Mark Duplicates (Picard)
Removes or marks duplicate reads in paired-end sequencing given identical 5' read positions. Read more in the Picard documentation.
File inputs (BAM)
This script filters BAM-type files so make sure your inputs are properly formatted and use the appropriate .bam
extension. The script also supports bulk selection and processing of files.
Output file (BAM & TXT)
The output BAM files are named based on the input filenames. The _dedup.bam
suffix is used for each output.
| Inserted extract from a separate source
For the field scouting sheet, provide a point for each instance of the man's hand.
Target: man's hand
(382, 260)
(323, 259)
For example, for a given XXX.bam
input file, a new XXX_dedup.bam
file will be written to the user-selected output directory.
The output text files are also named based on the input filenames. The _dedup.metrics
suffix is used for each output. For example, for a given XXX.bam
input file, a new XXX_dedup.metrics
file will be written to the user-selected output directory.
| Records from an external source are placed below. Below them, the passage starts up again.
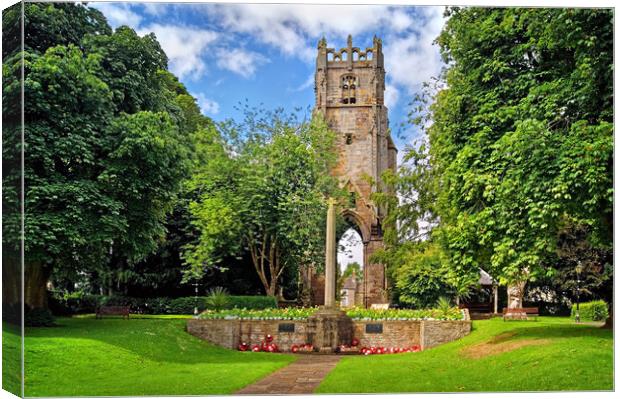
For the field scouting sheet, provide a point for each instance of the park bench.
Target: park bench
(519, 313)
(477, 307)
(112, 310)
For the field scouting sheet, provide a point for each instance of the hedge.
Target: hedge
(591, 311)
(76, 303)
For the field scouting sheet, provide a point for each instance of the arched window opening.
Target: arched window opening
(350, 268)
(348, 85)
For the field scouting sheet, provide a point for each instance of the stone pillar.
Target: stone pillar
(495, 298)
(330, 256)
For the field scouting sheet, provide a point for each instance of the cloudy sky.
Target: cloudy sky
(265, 53)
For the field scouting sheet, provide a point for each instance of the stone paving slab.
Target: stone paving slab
(300, 377)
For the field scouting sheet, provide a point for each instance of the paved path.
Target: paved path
(302, 376)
Make sure if you change the output BAM filename that you keep the .bam
file extension.
Example XXX_dedup.metrix output (TXT)
Remove Duplicates Option
Each output file can either remove one of the duplicate reads or mark them by changing the SAMFlag value to update the status as "duplicate." This checkbox option determines whether the duplicate reads are kept or just marked.
Generate BAI file (GUI only)
By checking this box, the script will automatically generate a BAI index file for each new filtered BAM file.
Command Line Interface (Picard and Samtools)
CommandLine tools already exist for this function. This tool only exists as a GUI wrapper in ScriptManager.
Please see the Samtools markdup tool or the Picard MarkDuplicates tool for a command line tool that performs this function.